- Directed by: Zhang Zhongchen
- Written by: Zhang Zhongchen; Li Zhigang;
- Produced by: Chen Kunyang
- Starring: Chen Halin; Li Yanxi; Gu Hanru;
- Cinematography: Chang Reagon
- Edited by: Zhang Zhongchen; Huang Bingjie;
- Music by: Chen Retoy
- Production company: Beijing San Yue Culture Media Co.
- Distributed by: HKIFF Collection
- Release date: 2025;
- Running time: 88 minutes
- Language: Mandarin

= Nighttime Sounds =

2025 film by Zhang Zhongchen

Nighttime Sounds (你的眼睛比太阳明亮, Nǐ de yǎnjīng bǐ tàiyáng míngliàng, lit. Your eyes are brighter than the sun) is a 2025 film by Chinese director Zhang Zhongchen. It premiered at the San Sebastián International Film Festival in September 2025.

== Synopsis ==
The film is set in Maozhuang Village and follows a girl named Qing and her mother.
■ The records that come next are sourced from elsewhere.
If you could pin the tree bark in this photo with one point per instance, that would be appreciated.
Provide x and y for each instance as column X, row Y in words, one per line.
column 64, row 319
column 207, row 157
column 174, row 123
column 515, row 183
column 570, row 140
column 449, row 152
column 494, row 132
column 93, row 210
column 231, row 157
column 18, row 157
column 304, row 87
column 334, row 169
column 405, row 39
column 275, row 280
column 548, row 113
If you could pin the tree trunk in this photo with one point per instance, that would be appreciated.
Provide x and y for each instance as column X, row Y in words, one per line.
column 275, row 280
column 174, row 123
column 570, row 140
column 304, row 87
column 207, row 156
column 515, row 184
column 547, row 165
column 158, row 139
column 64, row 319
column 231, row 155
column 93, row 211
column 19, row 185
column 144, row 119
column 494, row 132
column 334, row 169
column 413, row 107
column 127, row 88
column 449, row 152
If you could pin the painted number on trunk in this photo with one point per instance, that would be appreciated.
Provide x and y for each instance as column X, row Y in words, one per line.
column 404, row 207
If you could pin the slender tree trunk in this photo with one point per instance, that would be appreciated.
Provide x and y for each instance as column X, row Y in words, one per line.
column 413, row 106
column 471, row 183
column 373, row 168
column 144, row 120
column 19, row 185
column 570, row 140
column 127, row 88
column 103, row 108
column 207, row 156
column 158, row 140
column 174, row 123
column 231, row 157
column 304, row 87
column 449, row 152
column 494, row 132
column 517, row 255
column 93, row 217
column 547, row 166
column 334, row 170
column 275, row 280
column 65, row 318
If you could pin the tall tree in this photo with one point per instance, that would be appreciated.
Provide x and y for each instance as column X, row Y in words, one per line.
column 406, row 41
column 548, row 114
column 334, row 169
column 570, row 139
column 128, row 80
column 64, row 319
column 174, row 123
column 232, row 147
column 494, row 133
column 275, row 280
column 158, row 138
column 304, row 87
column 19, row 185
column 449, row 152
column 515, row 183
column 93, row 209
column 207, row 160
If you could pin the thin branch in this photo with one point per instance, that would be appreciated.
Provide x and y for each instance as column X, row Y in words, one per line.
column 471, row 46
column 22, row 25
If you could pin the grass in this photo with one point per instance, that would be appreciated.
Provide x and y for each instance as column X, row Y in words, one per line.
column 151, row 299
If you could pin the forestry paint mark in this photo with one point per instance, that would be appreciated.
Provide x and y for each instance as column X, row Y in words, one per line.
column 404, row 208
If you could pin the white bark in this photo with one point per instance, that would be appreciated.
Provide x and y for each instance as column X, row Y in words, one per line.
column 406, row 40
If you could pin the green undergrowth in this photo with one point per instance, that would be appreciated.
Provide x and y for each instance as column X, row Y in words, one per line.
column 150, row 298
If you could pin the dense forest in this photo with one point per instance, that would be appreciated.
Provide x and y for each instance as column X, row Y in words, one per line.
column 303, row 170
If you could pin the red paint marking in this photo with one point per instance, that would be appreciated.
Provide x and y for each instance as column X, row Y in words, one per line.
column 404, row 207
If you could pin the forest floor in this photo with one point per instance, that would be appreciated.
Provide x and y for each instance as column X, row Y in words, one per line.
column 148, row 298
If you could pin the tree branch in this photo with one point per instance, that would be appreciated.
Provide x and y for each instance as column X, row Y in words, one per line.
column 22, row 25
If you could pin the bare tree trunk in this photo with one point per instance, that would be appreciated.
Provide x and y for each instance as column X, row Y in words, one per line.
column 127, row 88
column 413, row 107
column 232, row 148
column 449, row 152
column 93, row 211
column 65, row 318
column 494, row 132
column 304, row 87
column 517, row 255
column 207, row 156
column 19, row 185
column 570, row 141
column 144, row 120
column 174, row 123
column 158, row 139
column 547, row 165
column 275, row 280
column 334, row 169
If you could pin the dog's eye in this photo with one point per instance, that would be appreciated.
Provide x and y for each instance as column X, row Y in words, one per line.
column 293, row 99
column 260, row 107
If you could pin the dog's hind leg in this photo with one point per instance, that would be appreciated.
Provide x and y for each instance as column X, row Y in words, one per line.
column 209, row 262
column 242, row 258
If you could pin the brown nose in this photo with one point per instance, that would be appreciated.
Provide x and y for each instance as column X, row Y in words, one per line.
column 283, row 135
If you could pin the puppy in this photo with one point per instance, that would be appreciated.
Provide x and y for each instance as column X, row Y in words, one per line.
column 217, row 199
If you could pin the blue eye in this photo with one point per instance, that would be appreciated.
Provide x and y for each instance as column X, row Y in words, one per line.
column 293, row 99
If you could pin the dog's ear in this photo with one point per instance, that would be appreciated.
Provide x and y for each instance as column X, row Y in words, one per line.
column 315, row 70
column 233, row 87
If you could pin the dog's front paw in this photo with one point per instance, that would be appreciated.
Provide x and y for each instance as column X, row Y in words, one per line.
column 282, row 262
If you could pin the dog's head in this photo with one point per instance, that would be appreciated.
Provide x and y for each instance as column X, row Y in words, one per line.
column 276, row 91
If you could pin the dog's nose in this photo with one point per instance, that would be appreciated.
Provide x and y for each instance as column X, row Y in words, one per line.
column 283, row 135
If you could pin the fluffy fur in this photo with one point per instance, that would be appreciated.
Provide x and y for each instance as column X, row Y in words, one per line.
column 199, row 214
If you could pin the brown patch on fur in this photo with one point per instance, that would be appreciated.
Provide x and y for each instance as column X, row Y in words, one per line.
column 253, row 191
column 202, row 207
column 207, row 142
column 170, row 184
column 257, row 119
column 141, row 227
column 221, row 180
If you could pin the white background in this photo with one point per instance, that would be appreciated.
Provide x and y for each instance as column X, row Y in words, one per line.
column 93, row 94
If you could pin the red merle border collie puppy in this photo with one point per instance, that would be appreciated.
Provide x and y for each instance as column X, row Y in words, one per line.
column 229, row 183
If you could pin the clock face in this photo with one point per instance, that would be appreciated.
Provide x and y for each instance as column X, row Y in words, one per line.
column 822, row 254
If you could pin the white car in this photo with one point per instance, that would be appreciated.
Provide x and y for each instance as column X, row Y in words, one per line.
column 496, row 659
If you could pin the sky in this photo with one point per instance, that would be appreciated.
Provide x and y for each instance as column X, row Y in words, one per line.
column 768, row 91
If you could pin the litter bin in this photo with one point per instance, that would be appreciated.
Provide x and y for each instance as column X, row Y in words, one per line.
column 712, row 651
One day, Qing meets a pale boy looking for his own lost mother, after which the two set out trying to find her.

== Critical reception ==
For Nighttime Sounds, Zhang won a best director award in the Fei Mu, or emerging filmmakers category, of the Pingyao International Film Festival.

The Film Verdict called the film an "engrossing magical realist tale from the Chinese hinterlands" with "An arty, expressive mix of social realism and the metaphysical."

Screendaily called the film a "Confident, lyrical drama."